The bottom line is that the decision to taper will be highly data dependent, but the impact on markets was to leave the USD firmer and equity markets lower. The reaction is consistent with our view that a lot of dovishness was already priced into the market and that the risk / reward is for a more constructive USD environment.
Improvements in economic data, albeit from a weak level and a contracting balance sheet, have provided the EUR with support over past months. However, gains will not last and we suspect the EUR will be a casualty of relatively better US growth, Fed tapering and higher US yields over coming months. EUR has lost momentum this week and looks vulnerable to further slippage ahead of next week’s ECB meeting.
Soft inflation data out of Spain and German states yesterday highlights the room for the ECB to sound more dovish next week.

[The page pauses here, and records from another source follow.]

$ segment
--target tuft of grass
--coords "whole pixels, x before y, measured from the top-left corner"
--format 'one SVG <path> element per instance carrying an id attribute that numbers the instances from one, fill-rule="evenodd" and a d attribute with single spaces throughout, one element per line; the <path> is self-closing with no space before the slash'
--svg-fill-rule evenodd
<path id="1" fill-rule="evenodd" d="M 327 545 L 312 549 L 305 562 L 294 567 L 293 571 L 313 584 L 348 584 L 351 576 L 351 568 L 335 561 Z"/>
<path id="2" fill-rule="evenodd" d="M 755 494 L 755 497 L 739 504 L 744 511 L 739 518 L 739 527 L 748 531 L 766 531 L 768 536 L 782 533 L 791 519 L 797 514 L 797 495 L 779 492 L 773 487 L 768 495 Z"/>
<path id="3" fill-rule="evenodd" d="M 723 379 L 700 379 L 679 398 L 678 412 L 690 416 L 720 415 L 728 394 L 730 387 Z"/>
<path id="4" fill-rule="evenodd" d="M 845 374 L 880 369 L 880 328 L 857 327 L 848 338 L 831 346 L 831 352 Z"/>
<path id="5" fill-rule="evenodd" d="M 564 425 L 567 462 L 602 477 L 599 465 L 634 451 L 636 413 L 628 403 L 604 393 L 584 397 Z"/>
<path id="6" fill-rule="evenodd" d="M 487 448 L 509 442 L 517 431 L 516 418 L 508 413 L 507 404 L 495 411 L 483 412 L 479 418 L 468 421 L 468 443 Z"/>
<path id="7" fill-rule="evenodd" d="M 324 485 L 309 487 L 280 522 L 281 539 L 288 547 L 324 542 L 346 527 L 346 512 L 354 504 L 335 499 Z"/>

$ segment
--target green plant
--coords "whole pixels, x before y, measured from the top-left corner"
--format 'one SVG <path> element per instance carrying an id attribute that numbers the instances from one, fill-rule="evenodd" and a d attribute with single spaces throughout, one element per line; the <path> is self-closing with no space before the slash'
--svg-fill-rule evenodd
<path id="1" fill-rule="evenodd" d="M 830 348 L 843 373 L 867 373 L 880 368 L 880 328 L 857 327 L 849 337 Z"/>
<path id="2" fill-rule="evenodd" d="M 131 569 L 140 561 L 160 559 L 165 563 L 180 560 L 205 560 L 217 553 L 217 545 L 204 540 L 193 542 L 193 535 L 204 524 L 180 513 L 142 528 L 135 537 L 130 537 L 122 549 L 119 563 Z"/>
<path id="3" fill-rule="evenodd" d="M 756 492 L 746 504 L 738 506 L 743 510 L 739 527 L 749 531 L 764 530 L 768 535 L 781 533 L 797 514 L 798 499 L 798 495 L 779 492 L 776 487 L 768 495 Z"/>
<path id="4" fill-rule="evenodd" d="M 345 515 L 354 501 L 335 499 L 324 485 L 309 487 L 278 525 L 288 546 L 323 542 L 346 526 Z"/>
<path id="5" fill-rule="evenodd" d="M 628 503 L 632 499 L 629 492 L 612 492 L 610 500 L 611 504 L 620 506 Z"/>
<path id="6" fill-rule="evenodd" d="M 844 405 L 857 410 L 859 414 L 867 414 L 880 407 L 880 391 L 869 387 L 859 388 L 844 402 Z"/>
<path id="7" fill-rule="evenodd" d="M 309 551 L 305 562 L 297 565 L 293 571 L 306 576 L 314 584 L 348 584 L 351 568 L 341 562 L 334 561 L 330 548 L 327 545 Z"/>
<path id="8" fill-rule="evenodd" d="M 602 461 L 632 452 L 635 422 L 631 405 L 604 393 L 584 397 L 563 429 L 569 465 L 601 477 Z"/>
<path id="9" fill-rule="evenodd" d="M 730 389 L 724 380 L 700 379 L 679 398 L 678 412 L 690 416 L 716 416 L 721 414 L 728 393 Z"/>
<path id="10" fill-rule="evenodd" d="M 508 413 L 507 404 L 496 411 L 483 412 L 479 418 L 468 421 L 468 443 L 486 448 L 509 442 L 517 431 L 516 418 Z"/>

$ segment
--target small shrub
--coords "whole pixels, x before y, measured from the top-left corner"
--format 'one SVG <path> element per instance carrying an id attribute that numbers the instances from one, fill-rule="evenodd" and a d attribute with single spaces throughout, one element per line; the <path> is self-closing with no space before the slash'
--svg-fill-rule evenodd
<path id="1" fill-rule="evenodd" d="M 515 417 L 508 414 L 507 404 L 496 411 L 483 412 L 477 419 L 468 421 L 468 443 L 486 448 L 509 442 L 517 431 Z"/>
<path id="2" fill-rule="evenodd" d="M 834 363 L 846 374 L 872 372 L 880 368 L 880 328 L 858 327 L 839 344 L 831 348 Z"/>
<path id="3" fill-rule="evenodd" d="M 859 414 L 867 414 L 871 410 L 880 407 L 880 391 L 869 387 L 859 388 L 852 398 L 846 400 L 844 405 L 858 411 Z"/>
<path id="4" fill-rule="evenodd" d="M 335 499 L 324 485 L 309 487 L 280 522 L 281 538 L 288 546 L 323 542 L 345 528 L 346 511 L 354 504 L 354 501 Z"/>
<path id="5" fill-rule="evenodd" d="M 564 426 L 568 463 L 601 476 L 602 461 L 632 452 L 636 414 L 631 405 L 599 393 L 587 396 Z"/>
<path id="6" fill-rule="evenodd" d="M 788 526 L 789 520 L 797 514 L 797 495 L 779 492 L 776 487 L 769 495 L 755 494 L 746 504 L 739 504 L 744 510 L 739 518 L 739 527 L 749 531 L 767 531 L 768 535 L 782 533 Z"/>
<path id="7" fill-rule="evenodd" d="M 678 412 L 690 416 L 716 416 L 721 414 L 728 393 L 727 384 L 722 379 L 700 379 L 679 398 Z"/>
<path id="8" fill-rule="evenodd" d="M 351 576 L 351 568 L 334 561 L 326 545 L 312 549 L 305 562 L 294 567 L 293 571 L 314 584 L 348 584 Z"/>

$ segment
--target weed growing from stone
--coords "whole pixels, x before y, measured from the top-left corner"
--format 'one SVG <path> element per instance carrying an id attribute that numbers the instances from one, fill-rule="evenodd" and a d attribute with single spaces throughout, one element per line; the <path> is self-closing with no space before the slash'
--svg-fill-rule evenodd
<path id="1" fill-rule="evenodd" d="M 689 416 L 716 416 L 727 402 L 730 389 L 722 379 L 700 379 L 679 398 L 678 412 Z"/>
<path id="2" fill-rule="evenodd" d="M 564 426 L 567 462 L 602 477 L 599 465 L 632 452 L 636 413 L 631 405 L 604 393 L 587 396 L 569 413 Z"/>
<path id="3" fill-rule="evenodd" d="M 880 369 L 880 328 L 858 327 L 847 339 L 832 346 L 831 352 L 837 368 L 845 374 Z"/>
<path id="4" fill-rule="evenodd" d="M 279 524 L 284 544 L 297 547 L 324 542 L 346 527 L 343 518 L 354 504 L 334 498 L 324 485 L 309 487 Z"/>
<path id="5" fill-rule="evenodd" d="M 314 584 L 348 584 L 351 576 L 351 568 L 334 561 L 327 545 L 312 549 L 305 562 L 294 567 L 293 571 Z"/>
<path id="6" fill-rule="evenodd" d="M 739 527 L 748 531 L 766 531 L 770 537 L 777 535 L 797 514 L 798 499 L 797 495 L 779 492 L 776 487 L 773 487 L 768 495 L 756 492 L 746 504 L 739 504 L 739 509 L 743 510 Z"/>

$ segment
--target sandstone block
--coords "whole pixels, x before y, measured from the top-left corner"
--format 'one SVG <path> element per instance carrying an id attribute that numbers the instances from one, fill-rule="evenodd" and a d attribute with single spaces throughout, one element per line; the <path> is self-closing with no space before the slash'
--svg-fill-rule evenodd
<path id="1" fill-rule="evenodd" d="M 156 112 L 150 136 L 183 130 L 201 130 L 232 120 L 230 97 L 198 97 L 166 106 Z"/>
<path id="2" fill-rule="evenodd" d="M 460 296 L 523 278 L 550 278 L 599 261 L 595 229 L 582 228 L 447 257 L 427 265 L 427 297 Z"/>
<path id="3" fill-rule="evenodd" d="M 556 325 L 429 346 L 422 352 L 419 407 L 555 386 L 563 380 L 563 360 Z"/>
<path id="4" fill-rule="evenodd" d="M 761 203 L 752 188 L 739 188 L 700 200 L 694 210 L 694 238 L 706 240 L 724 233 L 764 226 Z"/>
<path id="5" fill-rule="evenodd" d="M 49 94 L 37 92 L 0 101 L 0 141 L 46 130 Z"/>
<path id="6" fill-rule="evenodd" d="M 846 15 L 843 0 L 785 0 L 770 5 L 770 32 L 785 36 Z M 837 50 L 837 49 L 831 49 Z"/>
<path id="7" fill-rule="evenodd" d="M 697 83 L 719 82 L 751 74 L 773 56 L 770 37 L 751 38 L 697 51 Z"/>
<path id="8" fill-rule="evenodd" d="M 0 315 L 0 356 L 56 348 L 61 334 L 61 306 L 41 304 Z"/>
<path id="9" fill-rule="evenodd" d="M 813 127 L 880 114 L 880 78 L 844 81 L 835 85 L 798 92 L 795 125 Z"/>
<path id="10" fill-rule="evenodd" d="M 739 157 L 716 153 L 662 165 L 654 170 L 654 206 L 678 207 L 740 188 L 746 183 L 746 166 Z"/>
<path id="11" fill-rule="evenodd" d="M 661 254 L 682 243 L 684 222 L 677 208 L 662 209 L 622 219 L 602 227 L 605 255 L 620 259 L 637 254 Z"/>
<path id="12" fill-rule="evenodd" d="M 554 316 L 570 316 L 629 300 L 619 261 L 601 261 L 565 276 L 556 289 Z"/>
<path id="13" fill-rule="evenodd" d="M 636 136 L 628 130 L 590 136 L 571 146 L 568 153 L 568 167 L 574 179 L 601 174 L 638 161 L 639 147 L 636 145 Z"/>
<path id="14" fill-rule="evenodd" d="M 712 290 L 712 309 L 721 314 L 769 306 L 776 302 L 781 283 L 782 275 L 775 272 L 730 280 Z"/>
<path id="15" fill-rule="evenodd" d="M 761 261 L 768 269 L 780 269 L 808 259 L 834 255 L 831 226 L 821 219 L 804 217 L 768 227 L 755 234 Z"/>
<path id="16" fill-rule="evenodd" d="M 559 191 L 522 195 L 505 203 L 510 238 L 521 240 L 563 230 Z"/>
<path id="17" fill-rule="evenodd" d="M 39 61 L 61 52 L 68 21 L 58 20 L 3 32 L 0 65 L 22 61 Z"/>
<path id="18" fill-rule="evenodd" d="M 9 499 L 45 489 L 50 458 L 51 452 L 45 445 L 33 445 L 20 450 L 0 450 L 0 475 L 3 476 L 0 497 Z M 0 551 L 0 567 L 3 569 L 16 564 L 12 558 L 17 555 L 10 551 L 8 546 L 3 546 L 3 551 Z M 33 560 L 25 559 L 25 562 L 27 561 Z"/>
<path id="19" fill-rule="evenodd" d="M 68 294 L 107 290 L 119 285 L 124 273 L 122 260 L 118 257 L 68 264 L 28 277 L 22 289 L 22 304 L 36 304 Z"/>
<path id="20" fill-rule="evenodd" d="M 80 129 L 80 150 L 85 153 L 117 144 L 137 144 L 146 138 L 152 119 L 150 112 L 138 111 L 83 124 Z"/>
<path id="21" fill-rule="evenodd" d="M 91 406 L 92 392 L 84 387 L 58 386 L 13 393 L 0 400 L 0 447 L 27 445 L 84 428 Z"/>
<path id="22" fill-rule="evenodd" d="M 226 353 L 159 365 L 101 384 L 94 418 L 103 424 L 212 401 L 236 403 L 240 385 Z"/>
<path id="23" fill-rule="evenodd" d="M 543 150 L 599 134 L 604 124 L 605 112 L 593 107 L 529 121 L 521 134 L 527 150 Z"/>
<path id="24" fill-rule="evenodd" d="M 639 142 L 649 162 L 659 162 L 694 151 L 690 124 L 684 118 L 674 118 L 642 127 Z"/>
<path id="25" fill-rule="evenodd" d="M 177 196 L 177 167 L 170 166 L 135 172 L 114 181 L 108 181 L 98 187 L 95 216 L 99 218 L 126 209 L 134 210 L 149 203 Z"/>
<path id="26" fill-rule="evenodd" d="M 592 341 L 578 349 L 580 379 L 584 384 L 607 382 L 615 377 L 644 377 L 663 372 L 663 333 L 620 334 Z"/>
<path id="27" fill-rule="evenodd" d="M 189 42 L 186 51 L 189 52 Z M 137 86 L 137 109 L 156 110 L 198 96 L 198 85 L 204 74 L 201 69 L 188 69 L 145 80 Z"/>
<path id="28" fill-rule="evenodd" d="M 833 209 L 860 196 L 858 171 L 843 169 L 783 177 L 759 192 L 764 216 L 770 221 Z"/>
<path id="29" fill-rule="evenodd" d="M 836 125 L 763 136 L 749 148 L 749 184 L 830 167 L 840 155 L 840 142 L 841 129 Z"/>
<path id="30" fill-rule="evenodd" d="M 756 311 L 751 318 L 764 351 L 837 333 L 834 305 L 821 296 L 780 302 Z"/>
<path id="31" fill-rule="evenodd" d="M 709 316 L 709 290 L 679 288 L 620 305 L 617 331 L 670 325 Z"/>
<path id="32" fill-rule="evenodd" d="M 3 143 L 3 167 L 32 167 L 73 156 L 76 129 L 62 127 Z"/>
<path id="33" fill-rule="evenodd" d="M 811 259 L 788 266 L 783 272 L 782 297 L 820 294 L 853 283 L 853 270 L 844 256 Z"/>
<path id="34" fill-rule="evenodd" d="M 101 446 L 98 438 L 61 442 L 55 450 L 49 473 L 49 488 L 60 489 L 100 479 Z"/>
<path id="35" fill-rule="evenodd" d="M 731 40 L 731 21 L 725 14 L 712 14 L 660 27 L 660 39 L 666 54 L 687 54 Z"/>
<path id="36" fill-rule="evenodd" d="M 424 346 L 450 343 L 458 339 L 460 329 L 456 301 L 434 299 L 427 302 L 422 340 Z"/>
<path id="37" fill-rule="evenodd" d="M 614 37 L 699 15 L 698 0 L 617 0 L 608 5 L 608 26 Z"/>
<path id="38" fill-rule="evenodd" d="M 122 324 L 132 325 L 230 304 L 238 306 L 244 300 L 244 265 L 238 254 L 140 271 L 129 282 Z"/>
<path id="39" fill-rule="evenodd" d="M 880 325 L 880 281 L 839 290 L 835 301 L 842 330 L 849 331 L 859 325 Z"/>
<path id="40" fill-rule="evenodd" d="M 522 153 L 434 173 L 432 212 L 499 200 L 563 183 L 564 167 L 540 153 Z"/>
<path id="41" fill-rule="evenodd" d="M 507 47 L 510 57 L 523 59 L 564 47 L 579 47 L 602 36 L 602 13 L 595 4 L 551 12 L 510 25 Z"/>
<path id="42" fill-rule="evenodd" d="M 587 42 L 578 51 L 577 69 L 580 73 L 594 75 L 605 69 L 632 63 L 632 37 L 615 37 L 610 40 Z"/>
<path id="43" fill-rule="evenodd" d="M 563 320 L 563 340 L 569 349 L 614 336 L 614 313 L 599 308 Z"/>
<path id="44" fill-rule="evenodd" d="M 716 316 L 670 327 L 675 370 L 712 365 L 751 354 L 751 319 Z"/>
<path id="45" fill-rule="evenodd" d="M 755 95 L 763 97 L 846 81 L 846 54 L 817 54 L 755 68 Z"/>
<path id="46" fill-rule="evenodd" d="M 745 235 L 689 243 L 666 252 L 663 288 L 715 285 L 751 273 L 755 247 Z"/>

Although firmer than expected October Eurozone confidence surveys limited some of the downdraft on the EUR overnight and highlighted further evidence of recovery, it is likely to do little to prevent further pressure on the EUR.
A couple of stronger than expected data releases helped the NOK to strengthen both against the USD and EUR. The August unemployment rate came in lower than expected (at 3.5%) while retail sales beat expectations in September (+0.7%). The NOK has been the only G10 currency to strengthen against the USD during October and after previous underperformance against the EUR, NOK looks set to make further gains against the latter.
One hurdle may be the announcement of Norway’s daily foreign exchange purchases for the coming month. Over September and October FX purchases were NOK 100 million per day and there is little reason to expect any change in November. Assuming that the October manufacturing PMI also registers some improvement tomorrow there is little to stand in the way of further NOK strength. We retain our long NOK/CHF trade idea.